The drug development and manufacturing industry in China has historically focused on generic drugs and Chinese CROs have heavily depended on drug development business from Western countries. However, these trends have changed significantly in the past several years, and it is becoming clear that the biopharma sector in China is growing rapidly with a focus on technology innovation and first-in-class drugs. This change started in 2015, when China’s regulatory agency, the National Medical Products Administration (NMPA), started a series of reforms and changes to accelerate in-country drug development and expand clinical trials 1. One of the key reforms was the decoupling of drug development and production where the drug developer does not have to be the drug manufacturer2. This decoupling allows companies to focus on innovative drug discovery without the need to divert resources to process development, scale up manufacturing, quality control and lot release of the drug product. Secondly, the Center for Drug Evaluation (CDE) issued guidelines for conducting clinical trials across multiple therapeutic areas including oncology and rare diseases2, thus encouraging more in-country trials of novel therapies. Additionally, the funding environment to support Chinese biopharma companies has grown significantly in the past several years. There has been a rapid increase of available capital through VC firms and more relaxed regulations for companies to go public including the formation of the STAR Board3 in Shanghai.

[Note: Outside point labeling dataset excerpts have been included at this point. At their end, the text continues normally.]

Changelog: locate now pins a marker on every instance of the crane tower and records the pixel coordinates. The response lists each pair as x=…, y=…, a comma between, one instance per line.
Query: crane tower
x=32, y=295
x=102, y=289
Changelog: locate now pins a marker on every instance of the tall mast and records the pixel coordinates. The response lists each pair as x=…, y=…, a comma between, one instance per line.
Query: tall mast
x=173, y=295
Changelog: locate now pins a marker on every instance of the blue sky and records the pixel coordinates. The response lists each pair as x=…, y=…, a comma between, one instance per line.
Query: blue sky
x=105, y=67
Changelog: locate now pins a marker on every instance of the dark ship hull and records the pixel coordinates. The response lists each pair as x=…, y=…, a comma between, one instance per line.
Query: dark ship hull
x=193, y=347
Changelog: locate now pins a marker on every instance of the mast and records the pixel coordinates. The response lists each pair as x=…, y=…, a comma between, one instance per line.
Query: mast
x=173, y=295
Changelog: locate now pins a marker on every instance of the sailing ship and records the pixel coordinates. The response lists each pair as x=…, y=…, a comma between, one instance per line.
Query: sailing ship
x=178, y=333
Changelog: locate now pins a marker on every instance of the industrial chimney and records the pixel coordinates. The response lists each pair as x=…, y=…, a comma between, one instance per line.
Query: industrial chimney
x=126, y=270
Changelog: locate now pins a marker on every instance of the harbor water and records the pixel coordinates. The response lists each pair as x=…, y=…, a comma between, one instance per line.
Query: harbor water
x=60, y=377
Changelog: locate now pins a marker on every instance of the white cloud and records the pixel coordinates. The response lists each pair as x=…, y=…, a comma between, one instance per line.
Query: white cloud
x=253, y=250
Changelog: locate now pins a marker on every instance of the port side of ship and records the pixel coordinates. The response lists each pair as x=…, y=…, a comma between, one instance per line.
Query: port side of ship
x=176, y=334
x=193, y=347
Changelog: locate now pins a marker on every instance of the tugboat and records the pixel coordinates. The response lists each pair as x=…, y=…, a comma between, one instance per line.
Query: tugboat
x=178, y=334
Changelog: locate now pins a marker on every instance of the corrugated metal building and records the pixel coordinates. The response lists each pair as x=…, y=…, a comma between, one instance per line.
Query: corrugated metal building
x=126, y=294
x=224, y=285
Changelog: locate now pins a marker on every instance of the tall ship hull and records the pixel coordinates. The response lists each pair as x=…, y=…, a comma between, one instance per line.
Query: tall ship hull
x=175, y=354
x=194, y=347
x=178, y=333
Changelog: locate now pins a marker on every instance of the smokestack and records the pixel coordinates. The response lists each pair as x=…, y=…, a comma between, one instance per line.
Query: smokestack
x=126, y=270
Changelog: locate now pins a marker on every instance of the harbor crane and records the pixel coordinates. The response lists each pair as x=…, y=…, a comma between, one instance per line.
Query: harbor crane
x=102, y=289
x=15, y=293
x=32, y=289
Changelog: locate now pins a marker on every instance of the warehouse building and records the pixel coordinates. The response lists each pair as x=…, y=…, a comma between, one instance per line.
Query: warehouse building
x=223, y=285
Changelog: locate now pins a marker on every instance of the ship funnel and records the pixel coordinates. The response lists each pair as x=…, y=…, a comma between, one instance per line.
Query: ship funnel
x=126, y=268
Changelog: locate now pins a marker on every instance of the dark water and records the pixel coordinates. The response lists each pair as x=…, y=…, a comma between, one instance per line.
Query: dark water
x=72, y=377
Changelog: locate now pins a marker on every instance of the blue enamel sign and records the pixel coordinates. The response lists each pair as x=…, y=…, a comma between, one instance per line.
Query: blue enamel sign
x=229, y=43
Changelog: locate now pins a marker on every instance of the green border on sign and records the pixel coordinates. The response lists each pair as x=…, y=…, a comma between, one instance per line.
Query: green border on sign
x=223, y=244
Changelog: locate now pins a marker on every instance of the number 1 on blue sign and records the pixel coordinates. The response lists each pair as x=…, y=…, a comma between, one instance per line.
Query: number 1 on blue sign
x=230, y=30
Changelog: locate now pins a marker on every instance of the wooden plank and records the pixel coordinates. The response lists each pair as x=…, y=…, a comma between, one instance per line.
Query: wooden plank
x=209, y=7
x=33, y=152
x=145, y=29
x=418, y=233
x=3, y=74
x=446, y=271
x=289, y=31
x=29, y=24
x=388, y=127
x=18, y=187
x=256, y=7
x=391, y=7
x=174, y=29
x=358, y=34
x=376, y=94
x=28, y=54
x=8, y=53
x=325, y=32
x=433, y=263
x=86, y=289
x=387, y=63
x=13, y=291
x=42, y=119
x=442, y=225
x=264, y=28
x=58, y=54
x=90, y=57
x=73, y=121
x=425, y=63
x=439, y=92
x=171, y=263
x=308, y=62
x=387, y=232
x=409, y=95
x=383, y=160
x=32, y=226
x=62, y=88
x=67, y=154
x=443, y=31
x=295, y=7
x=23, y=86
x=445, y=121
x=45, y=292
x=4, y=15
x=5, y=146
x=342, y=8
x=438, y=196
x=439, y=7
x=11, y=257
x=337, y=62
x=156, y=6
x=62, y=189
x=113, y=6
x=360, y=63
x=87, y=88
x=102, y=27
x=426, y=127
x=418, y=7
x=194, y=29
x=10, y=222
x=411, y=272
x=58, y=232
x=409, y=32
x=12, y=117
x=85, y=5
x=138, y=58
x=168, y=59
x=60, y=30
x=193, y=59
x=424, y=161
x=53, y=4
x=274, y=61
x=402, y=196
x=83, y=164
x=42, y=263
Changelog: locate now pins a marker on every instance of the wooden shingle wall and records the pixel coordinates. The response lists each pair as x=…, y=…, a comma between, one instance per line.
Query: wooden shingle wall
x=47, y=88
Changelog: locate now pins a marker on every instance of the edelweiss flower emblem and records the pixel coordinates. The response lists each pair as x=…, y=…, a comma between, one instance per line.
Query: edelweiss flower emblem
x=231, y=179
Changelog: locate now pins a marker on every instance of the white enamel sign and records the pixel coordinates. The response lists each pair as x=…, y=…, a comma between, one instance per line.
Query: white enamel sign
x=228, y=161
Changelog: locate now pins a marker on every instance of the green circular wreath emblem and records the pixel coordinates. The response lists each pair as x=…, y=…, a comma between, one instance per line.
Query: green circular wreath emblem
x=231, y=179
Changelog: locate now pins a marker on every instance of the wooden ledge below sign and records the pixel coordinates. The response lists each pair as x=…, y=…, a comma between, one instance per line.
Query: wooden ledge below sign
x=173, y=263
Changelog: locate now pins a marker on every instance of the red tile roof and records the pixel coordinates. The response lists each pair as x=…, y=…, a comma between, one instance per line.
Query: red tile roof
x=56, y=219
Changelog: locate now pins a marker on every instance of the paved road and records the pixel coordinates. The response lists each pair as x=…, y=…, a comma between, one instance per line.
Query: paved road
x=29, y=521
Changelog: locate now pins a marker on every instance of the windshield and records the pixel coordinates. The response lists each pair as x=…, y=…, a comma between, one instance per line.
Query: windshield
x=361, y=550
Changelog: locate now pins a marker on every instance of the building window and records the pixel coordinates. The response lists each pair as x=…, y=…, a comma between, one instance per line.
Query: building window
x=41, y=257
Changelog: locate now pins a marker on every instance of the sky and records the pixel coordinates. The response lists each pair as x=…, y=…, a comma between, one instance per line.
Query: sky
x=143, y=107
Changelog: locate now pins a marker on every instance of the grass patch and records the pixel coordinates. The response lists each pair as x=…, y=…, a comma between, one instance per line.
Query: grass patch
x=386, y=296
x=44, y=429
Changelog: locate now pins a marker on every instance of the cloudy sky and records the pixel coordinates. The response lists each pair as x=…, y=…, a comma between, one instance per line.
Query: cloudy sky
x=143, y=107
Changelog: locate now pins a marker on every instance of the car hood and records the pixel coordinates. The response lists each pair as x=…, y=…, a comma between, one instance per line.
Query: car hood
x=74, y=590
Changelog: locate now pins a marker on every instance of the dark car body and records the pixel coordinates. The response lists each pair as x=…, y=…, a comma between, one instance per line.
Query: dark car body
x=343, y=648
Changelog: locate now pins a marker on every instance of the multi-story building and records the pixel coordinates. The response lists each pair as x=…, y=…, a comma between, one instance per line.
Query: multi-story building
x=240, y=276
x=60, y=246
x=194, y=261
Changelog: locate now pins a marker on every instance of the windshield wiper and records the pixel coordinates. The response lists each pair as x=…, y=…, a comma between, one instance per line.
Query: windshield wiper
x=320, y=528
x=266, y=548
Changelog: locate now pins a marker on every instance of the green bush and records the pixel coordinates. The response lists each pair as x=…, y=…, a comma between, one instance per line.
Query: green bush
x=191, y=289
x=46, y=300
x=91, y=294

Notably, in 2023 there have been several licensing deals where Chinese biotech companies have developed and licensed drug assets to big pharma and conversely, have in-licensed several drug assets4. This bidirectional licensing activities suggests that Chinese biopharma companies have gained traction on the world stage as developers of high-quality therapeutic assets. Licensees include top pharma companies such as GSK, Takeda and AstraZeneca and the total value of the top 10 licensing deals range from $2 billion to $700 million4. However, the deals where Chinese biotech are the licensees tend to have a lower total value and range across multiple disease areas including oncology, infectious disease and liver disease4. Unsurprisingly, as the number of biotechs developing licensable assets increases, China based CROs are also growing likely to accommodate the increased outsourcing needs.
The 2022 top global CROs list includes 3 Chinese companies – Wuxi AppTec, Pharmaron, and AsymChem5. The revenue growth projections of China based CROs continues to be strong with an anticipated market growth 13% in 2021 to 19% in 20245. While China based CROs have always been known to have deep expertise in chemistry and small molecule drug development, in the past few years there has been a rapid growth in advanced modalities including monoclonal antibody-based therapies. Importantly, the CROs are no longer dependent on business from North America and Europe since Chinese biopharma companies are outsourcing to in-country CROs. This trend likely started during the COVID-19 pandemic but has continued to hold strong as Chinese CROs have developed impressive end-to-end capabilities across the drug discovery continuum. It is estimated that about 40% of WuXi Biologics, a leading Chinese CRO, client base is in country6. Another key development has been that China joined the International Council for Harmonisation of Technical Requirements for Pharmaceuticals for Human Use in 2017, allowing the use of data from clinical trials run in China to be used in filings to multiple regulatory agencies6. Since this development, the clinical CROs based in China can compete with global clinical CROs as they can generate usable data at a more economical price tag compared to several North American and European CROs6.
It is clear that China continues to be a competitive player in the preclinical and clinical drug development sector and is expected to grow at a significant pace. This growth is fueled by available capital, supportive government regulations, lucrative licensing deals and an aggressive strategy from Chinese CROs to support domestic biopharma companies while penetrating Western markets.